Caverton Helicopters brings hope to persons living with sickle cell disorder
IN furtherance of the corporate social responsibility ideals, Caverton Offshore Support Group Plc (COSG) (Bloomberg: Caverton NL), the leading provider of marine, aviation and logistics services to local and international oil and gas companies in Nigeria, is partnering with the Sickle Cell Foundation Nigeria (SCFN) to help persons with sickle cell disorder (SCD) live normal lives.
CEO of Caverton Offshore Support Group, Bode Makanjuola, recently presented N10m donation to the Foundation to pay for joint replacement surgery for persons with avascular necrosis of the hip and shoulder joints. The donation was received by the founder and chairman of SCFN, Professor Olu Akinyanju, (OON).

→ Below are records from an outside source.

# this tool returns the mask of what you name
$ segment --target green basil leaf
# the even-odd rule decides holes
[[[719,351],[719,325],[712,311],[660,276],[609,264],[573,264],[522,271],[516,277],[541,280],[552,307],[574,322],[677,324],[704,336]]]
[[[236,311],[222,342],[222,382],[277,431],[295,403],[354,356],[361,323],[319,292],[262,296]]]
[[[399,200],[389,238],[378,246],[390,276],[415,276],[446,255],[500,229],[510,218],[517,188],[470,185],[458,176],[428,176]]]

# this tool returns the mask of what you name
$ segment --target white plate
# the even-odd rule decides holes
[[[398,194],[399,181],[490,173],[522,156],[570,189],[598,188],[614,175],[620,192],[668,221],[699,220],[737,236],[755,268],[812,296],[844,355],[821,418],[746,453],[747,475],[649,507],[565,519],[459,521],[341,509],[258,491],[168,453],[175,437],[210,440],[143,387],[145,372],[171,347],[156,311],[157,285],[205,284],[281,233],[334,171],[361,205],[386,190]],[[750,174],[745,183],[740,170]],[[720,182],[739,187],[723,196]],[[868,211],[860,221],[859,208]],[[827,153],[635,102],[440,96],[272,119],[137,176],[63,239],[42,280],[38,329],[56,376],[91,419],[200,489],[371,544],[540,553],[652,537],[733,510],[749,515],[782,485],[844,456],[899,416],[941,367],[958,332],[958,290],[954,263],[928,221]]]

SCFN was established in 1994 for the purpose of driving sickle cell research, providing appropriate care for affected persons, educating on proper management of the disorder and to drive the establishment of State Sickle Cell Centres across the country (www.sicklecellfoundation.com).
SCD is a genetic disorder that is a life-long condition, which is curable only by stem cell transplantation. With appropriate management, persons affected by SCD can lead better quality lives.

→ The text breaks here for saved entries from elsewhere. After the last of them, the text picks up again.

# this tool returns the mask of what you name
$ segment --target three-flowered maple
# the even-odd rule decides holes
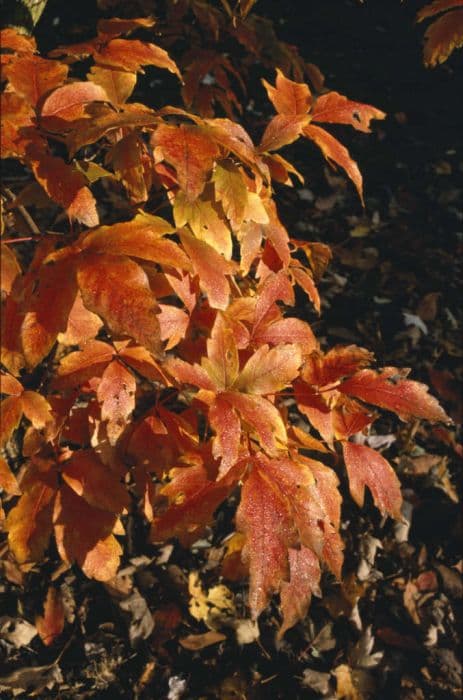
[[[244,45],[251,5],[233,15]],[[157,44],[122,38],[152,26],[102,20],[95,39],[50,58],[33,39],[2,35],[2,155],[28,168],[69,220],[65,233],[35,233],[29,256],[16,255],[14,239],[2,244],[2,445],[18,428],[23,436],[19,473],[0,462],[9,547],[29,567],[54,538],[63,562],[108,580],[129,509],[151,523],[153,542],[188,545],[241,488],[249,605],[256,618],[279,593],[283,634],[318,592],[320,567],[341,576],[338,452],[358,505],[367,488],[383,514],[400,518],[393,467],[355,436],[374,407],[447,420],[405,371],[377,369],[356,346],[324,351],[310,325],[288,315],[296,286],[320,311],[330,252],[291,239],[280,220],[273,183],[302,178],[278,151],[312,141],[363,201],[357,164],[319,124],[368,132],[385,115],[327,91],[313,67],[315,90],[290,79],[283,61],[275,85],[264,81],[276,115],[259,145],[233,120],[230,63],[216,66],[209,102],[191,63],[190,111],[129,102],[145,66],[180,75]],[[72,77],[82,59],[85,80]],[[213,115],[216,102],[226,116]],[[128,220],[99,206],[103,180],[136,208]],[[61,623],[50,589],[44,639]]]

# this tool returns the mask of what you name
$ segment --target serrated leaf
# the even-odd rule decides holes
[[[93,377],[100,377],[113,355],[114,348],[107,343],[89,340],[82,350],[71,352],[61,359],[54,386],[57,389],[73,388]]]
[[[68,70],[68,66],[59,61],[29,55],[11,63],[5,75],[16,94],[35,107],[44,93],[64,83]]]
[[[246,536],[242,556],[249,564],[249,607],[257,619],[281,581],[288,579],[288,547],[295,541],[287,501],[257,466],[241,490],[236,524]]]
[[[328,92],[317,98],[311,112],[314,122],[329,124],[350,124],[369,133],[372,119],[384,119],[386,114],[372,105],[353,102],[338,92]]]
[[[58,333],[58,342],[63,345],[84,345],[95,338],[102,325],[101,318],[84,306],[82,295],[78,292],[69,312],[66,330]]]
[[[204,241],[197,240],[185,229],[180,232],[180,239],[199,277],[200,287],[207,294],[210,306],[213,309],[226,309],[230,296],[230,285],[226,275],[234,272],[235,264],[226,260]]]
[[[262,345],[241,370],[237,388],[250,394],[276,393],[297,377],[301,363],[298,345]]]
[[[280,114],[306,114],[312,104],[312,95],[308,85],[296,83],[286,78],[277,68],[275,87],[266,80],[262,81],[269,100]]]
[[[363,178],[355,160],[350,157],[349,151],[342,143],[339,143],[334,136],[331,136],[325,129],[314,124],[309,124],[304,128],[304,135],[314,141],[320,148],[326,160],[333,164],[340,165],[346,171],[354,183],[360,200],[363,204]]]
[[[463,46],[463,10],[438,17],[426,30],[424,41],[425,66],[434,68],[446,61],[454,49]]]
[[[342,448],[349,476],[349,489],[354,501],[360,507],[363,506],[365,486],[368,486],[381,513],[400,519],[400,481],[389,462],[379,452],[365,445],[343,442]]]
[[[43,615],[37,615],[35,626],[45,646],[53,644],[64,629],[64,606],[60,592],[50,586],[43,604]]]
[[[156,44],[138,39],[113,39],[94,53],[95,63],[127,71],[141,71],[142,66],[165,68],[179,78],[180,72],[167,51]],[[142,71],[143,72],[143,71]]]
[[[215,198],[222,204],[231,227],[239,228],[248,201],[248,189],[240,169],[231,160],[221,161],[215,167],[212,181]]]
[[[278,452],[287,442],[285,424],[278,409],[262,396],[224,392],[223,398],[235,408],[251,430],[255,431],[262,448],[269,455]]]
[[[278,151],[296,141],[310,121],[308,114],[277,114],[267,125],[259,150]]]
[[[221,459],[219,475],[224,476],[238,461],[241,422],[233,406],[221,394],[211,404],[208,416],[215,432],[212,454],[216,459]]]
[[[101,85],[89,81],[68,83],[48,95],[41,106],[40,116],[45,128],[59,130],[67,126],[66,122],[87,116],[85,107],[89,103],[107,101],[108,96]]]
[[[280,601],[283,622],[278,631],[284,633],[307,615],[313,593],[319,593],[320,564],[311,549],[301,547],[289,550],[290,578],[281,584]]]
[[[8,544],[20,564],[39,561],[48,546],[55,493],[52,482],[36,478],[8,513]]]
[[[188,224],[196,238],[205,241],[227,260],[232,256],[232,237],[215,202],[196,199],[189,202],[183,192],[179,192],[174,202],[174,219],[178,228]]]
[[[428,387],[406,379],[407,372],[396,367],[384,367],[380,372],[363,369],[342,382],[339,391],[367,403],[397,413],[402,420],[411,417],[449,423],[450,418]]]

In Nigeria, one in four persons carries the sickle cell trait (HbAS) and over 150,000 babies are born each year with sickle cell anaemia (HbSS). Most of these children die in infancy due to lack of care, ignorance and misinformation.
With education and care, the lives of the babies can be improved and much prolonged into adulthood. Avascular necrosis (AVN) occurs when the bone at the head of the femur withers off and can no longer fit properly into the hip joint leading to pain and difficulty in walking and moving around.

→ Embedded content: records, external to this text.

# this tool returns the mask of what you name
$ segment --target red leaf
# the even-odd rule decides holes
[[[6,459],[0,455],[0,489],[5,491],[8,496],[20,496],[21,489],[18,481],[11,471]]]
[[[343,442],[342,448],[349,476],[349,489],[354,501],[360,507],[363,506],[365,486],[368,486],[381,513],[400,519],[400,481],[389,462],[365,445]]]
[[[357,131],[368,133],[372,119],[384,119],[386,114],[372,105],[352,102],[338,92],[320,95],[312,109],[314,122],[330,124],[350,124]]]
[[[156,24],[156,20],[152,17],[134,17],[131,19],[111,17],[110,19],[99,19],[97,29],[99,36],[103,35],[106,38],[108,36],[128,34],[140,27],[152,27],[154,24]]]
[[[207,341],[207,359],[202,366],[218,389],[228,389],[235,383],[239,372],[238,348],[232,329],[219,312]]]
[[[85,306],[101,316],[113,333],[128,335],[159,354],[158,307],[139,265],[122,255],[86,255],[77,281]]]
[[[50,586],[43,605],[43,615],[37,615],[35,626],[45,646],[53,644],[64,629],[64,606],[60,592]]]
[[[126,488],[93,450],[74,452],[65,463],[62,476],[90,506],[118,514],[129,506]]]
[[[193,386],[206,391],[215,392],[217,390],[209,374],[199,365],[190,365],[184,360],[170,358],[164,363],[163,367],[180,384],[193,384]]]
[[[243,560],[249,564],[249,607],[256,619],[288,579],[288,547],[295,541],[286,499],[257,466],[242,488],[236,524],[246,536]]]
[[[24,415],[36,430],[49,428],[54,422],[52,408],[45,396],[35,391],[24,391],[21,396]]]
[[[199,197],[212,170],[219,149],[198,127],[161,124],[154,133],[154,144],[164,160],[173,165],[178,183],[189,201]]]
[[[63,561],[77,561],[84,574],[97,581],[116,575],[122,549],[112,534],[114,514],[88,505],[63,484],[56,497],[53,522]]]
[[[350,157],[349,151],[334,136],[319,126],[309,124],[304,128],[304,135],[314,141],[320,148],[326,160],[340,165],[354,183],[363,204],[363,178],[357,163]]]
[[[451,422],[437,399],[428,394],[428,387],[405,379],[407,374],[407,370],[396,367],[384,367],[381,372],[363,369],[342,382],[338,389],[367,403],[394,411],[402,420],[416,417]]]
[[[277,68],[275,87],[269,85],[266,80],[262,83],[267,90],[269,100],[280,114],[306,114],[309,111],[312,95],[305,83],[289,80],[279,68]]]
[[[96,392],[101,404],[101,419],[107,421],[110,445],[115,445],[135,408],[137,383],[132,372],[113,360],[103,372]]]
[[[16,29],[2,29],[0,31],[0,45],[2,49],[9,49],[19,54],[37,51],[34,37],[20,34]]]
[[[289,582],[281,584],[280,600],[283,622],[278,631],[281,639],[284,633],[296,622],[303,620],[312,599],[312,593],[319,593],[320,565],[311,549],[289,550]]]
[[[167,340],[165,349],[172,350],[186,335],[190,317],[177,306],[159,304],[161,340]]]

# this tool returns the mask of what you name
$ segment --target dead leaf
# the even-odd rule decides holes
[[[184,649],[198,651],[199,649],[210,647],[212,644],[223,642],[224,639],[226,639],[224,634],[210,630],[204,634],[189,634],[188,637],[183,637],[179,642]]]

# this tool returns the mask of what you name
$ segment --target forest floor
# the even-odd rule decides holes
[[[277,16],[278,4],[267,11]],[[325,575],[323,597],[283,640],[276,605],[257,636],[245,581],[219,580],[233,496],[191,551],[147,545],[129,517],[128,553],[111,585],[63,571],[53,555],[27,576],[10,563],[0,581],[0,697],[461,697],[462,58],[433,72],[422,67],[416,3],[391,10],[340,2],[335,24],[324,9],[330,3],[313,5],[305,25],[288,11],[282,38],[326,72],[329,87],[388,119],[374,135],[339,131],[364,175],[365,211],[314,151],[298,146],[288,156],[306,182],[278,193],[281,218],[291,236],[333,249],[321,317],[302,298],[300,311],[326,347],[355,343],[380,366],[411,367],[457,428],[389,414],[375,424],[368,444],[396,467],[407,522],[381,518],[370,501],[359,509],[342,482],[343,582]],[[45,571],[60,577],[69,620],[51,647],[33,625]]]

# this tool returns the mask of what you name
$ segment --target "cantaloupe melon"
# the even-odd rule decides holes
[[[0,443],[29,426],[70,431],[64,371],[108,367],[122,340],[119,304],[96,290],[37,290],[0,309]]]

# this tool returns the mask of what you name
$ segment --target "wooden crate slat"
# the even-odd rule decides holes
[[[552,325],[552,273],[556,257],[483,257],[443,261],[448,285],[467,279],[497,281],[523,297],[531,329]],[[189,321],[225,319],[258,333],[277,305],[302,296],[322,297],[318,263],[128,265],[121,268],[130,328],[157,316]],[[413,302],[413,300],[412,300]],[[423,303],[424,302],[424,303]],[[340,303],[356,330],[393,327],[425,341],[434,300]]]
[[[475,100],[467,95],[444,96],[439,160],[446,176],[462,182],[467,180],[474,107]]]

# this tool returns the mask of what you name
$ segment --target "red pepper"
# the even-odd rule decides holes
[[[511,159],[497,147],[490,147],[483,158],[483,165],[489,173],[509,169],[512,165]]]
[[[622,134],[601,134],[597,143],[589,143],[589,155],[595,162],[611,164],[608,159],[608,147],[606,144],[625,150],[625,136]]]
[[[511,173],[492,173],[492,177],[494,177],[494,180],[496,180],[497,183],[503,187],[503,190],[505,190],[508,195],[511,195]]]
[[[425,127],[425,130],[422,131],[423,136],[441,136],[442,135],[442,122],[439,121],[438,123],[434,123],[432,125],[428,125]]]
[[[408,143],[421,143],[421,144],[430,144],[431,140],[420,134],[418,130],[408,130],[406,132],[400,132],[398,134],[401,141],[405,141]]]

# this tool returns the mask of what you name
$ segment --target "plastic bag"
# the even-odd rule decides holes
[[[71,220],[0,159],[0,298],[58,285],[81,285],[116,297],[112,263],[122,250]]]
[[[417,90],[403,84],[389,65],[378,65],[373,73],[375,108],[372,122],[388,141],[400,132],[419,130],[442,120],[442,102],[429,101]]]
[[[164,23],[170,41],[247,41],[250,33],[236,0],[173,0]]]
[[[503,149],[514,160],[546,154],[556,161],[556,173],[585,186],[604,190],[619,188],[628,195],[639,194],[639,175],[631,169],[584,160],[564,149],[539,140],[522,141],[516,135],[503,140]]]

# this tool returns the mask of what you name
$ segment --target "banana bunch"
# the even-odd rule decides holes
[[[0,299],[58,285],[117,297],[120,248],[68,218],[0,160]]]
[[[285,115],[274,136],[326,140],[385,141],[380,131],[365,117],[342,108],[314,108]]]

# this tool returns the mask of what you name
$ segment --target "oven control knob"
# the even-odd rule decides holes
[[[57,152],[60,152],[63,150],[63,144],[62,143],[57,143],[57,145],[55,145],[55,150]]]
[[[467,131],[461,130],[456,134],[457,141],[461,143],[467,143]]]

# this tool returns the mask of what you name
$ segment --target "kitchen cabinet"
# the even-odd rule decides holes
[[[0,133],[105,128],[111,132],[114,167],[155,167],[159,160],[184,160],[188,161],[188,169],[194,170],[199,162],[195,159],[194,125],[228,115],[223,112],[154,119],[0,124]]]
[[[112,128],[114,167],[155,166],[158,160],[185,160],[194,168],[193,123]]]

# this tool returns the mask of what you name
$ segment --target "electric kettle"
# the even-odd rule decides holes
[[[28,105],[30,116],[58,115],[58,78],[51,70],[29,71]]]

Patients with this condition most times are unable to live a normal life of going to school, to work, etc. The replacement surgery is expensive ranging from N2 million in Nigeria to N7.5 million when performed in South Africa and India.
Thankfully, the surgery can be performed at the National Orthopedic Hospital in Igbobi, Lagos. Speaking at the presentation ceremony, Mr. Bode Makanjuola thanked the Professor for the good work he is doing at the Foundation.
“He is a great doctor of our generation and hopefully our small token will bring succour to the patients. In his own response, Professor Akinyanju stated: “We are happy and very grateful that COSG decided to help about five patients who require the surgery.
I have known the COSG founders for many years and I’m happy to have them support our joint replacement initiative.”
Caverton had also made a donation of N5million in 2011 towards the installation of solar powered lights at the National Sickle Cell Centre to address the challenges with burglary due to lack of proper lighting at night.
The Foundation, which is a non-profit organization, is calling for support from individuals and corporate bodies.
In 2008, the United Nations declared June 19 to be observed every year as the World Sickle Cell Day (WSCD) in order to raise worldwide awareness and support for SCD.
Activities lined up in Lagos for this year’s commemoration of the WSCD include: a media workshop on Sickle Cell reporting and Advocacy on Thursday June 11; Community Awareness Program in Epe LGA with free haemoglobin genotype tests for about 500 people on Saturday June 13; a Schools Quiz Program for Secondary School Students on Tuesday June 16; a Symposium where experts will discuss SCD and draw attention to sickle cell programs and services in Nigeria on the WSCD, Friday June 19 at the National Sickle Cell Centre; and a Public Information and Education Session in collaboration with the Health Services Commission of the Lagos State Government at the Yoruba Tennis Club, Onikan, on Wednesday June 24.
The theme for the World Sickle Cell Day this year is ‘SCD: Life Saving Measures.’